Finale Konsolidierung aller KI-Analysen
Thema Status KI-Konsens Betonplatte – Aushärtezeit ⚠️ Abwägung Mindestens 28 Tage Trocknungszeit, danach Feuchtemessung (CM-Methode, max. 2,0 %) – bei hoher Luftfeuchte oder Kälte Verlängerung erforderlich. (Qwen/GoogleAI konsistent, DeepSeek zu kurz) Mörtelbett – Material & Mischung ✅ Konsens Trasszement-Mörtelbett (Verhältnis 1:3 bis 1:4 mit Estrichsand), wasserdurchlässig, aber nur bei trockenem Untergrund und unter Feuchtnachbehandlung (3 Tage abgedeckt & feucht halten). (Alle drei Modelle einig) Haftbrücke ⚠️ Abwägung Zwingend erforderlich vor Mörtelbett-Auftrag (Zementmörtel mit Haftvermittler). Nicht erwähnt von GoogleAI, aber von DeepSeek und Qwen ausdrücklich gefordert. Vorsichtsprinzip: Ja. Fugen – Technik & Breite ❌ Widerspruch Mörtelbett bildet keine Fuge – Fugen sind stets separat auszuführen mit Mindestbreite 5–8 mm (Qwen/DeepSeek). GoogleAIs Formulierung „Fugen ausbilden“ ist irreführend und wird korrigiert.

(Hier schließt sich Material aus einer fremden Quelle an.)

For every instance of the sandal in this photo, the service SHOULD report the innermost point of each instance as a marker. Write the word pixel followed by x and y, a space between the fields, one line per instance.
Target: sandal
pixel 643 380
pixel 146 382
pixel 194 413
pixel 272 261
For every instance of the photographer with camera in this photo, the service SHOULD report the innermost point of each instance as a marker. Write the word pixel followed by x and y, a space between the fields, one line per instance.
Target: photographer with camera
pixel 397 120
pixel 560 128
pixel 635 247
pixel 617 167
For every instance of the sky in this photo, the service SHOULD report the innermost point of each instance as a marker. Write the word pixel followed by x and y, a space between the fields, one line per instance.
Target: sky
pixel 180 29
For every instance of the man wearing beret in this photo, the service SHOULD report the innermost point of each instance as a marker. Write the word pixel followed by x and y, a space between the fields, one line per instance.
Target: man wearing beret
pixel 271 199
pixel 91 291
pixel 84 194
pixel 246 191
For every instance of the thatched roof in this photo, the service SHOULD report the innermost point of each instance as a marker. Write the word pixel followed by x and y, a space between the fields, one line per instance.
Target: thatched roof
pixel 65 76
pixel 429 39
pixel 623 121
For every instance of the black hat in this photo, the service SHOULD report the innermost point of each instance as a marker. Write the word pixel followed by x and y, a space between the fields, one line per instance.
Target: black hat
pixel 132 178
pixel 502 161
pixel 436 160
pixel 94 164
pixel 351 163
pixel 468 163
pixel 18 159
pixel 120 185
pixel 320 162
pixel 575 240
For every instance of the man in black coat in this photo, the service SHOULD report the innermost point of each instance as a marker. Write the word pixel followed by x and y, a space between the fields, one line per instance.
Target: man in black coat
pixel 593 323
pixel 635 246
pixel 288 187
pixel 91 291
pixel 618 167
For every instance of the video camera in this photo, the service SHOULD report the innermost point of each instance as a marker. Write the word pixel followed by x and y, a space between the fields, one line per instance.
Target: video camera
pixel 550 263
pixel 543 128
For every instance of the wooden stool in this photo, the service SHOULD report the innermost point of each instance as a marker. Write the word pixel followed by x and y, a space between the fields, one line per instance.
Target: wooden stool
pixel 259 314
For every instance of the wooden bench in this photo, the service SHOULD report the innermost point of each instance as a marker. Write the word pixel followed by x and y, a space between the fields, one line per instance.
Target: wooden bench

Fugenmaterial ⚠️ Abwägung Kunstharzfugenmörtel nur bei vollständig trockenem, frostbeständigem Untergrund; bei feuchtem Klima oder unzureichender Drainage ist frostgeprüfter Trass- oder Zementfugenmörtel vorzuziehen. (Qwen/DeepSeek stärker differenziert) 👉 Handlungsempfehlung: Verzichten Sie auf vereinfachte Annahmen wie „Fuge durch Mörtelbett“ oder „kurze Wartezeit genügt“. Planen Sie stattdessen 28 Tage Betontrocknung + Feuchtemessung, tragen Sie eine Haftbrücke auf, verlegen Sie mit 5–8 mm Fugenbreite und verfüllen Sie ausschließlich mit frostgeprüftem, wasserdurchlässigem Fugenmörtel – begleitet von einem geprüften Sachverständigen für Garten- und Landschaftsbau.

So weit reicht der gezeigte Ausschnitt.